OH, I forgot, you must maintain polarity with DCC just like DC. Make one connection at a time and run an engine. If you get wires crossed it will show up immediately when you try to run an engine and you can correct it.


----------



## sid (Mar 26, 2018)

Country Joe said:


> OH, I forgot, you must maintain polarity with DCC just like DC. Make one connection at a time and run an engine. If you get wires crossed it will show up immediately when you try to run an engine and you can correct it.


yes im finding this out hahahahaha my power cab shuts off an on when its not good also my fingers will short it out too. very sensitive .


----------



## sid (Mar 26, 2018)

Country Joe said:


> Looking good, sid. The cardboard is good enough for now but not as a permanent table. You can run trains and have some fun and replace the cardboard with something a little sturdier when you can.


ya its just temp until i can afford to get some pink foam board. but at least i can get the wires figgered out and play with my trains . also i can think much better now about what to build citys ect. for some reason im missing a right hand turn out cant find it any place. i had though i threw all my kato stuff in one box. when your broke you got to get creative about things.


----------



## sid (Mar 26, 2018)

VegasN said:


> Very cool! I love scavenging things. Will that cardboard create a problem when you start wetting things for ground cover?


going to change out cardboard for pink foam when i get some extra moola. right now its just so i can at least play a lil bit


----------



## J.Albert1949 (Feb 3, 2018)

You'll need something more than just cardboard for the top -- it's not durable enough.

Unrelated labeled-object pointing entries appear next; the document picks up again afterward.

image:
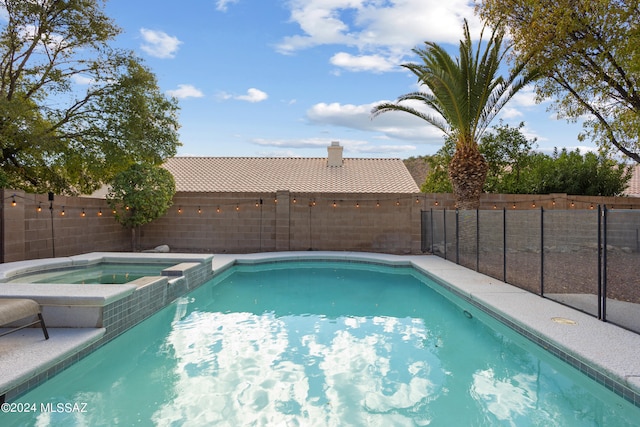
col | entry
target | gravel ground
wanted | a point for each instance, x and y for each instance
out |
(564, 272)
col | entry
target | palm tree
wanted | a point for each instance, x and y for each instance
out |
(464, 95)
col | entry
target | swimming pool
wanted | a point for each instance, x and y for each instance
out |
(323, 344)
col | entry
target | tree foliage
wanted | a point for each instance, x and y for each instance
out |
(587, 52)
(141, 194)
(462, 95)
(516, 168)
(73, 110)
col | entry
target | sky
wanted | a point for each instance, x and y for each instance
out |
(285, 78)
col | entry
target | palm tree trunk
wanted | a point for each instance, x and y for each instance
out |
(467, 172)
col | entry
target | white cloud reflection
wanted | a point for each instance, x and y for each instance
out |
(246, 369)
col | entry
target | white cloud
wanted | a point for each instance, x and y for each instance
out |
(350, 62)
(159, 44)
(221, 5)
(377, 29)
(83, 80)
(390, 125)
(510, 113)
(186, 91)
(253, 95)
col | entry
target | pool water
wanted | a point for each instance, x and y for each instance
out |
(323, 344)
(102, 273)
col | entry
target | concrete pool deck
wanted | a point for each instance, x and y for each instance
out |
(601, 350)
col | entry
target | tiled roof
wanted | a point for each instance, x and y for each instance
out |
(633, 189)
(298, 175)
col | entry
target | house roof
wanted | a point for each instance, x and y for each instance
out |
(298, 175)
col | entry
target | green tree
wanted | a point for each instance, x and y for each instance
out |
(508, 153)
(464, 95)
(587, 53)
(73, 110)
(437, 180)
(141, 194)
(571, 172)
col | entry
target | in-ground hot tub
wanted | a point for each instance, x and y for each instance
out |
(136, 284)
(94, 274)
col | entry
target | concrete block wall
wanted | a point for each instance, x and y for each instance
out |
(281, 221)
(33, 231)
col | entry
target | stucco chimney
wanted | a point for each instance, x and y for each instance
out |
(335, 154)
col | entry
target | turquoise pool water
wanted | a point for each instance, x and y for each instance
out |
(102, 273)
(322, 344)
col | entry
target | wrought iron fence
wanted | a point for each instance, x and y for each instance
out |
(586, 259)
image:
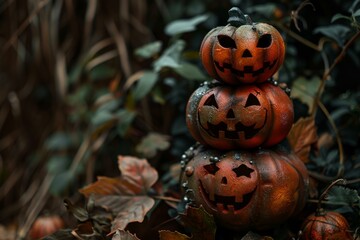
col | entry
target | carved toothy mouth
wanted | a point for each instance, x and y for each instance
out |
(247, 69)
(220, 130)
(226, 203)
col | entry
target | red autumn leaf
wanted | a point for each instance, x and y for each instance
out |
(168, 235)
(126, 195)
(302, 136)
(124, 235)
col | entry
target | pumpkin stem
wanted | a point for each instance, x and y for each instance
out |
(238, 18)
(320, 210)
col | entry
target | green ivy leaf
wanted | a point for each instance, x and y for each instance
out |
(339, 194)
(58, 141)
(186, 25)
(336, 31)
(190, 71)
(356, 13)
(339, 16)
(305, 90)
(145, 84)
(266, 9)
(125, 118)
(101, 72)
(152, 143)
(149, 50)
(171, 56)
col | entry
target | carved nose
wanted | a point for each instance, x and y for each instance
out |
(246, 53)
(230, 114)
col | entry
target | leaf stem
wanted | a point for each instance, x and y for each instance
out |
(338, 139)
(171, 199)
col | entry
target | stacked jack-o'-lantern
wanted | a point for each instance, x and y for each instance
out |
(239, 172)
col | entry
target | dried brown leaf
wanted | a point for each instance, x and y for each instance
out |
(200, 222)
(302, 136)
(126, 195)
(168, 235)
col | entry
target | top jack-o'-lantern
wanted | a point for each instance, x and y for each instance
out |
(242, 51)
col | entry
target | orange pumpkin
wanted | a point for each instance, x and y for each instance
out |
(245, 189)
(247, 116)
(45, 225)
(323, 225)
(242, 53)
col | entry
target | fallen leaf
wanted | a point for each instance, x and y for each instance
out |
(126, 195)
(302, 136)
(168, 235)
(200, 223)
(124, 235)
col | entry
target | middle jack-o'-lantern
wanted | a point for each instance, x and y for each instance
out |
(245, 189)
(247, 116)
(242, 51)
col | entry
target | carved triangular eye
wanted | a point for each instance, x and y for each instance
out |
(226, 41)
(264, 41)
(243, 170)
(252, 101)
(211, 168)
(211, 101)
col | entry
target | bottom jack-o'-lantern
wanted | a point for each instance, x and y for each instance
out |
(245, 190)
(323, 225)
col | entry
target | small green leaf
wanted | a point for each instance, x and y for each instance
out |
(101, 117)
(356, 13)
(57, 164)
(266, 9)
(343, 195)
(165, 61)
(149, 50)
(58, 141)
(183, 26)
(152, 143)
(337, 32)
(190, 71)
(101, 72)
(61, 182)
(125, 118)
(305, 90)
(339, 16)
(145, 84)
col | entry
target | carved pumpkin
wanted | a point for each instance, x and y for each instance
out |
(323, 225)
(246, 189)
(247, 116)
(242, 53)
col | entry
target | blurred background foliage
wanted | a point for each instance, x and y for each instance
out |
(84, 81)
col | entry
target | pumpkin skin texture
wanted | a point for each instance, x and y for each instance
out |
(325, 226)
(246, 189)
(244, 54)
(45, 225)
(248, 116)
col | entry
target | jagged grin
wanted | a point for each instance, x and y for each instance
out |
(221, 131)
(247, 69)
(226, 203)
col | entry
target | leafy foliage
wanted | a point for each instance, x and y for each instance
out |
(126, 196)
(86, 81)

Even some 1/4" plywood will be better.

The Lowes near me sells 1/4" birch plywood pre-cut to 4x4' for $10.
I'm thinking you could make do with a couple of them?
They'll even trim them to the size you need (measure carefully).
I'm using that (on wooden tablework) and it works well enough for my needs.

I'd be worried about the metal frame sagging in the middle.
Perhaps a couple of 2x4 legs (attached to the middle crosspiece) for added strength?


----------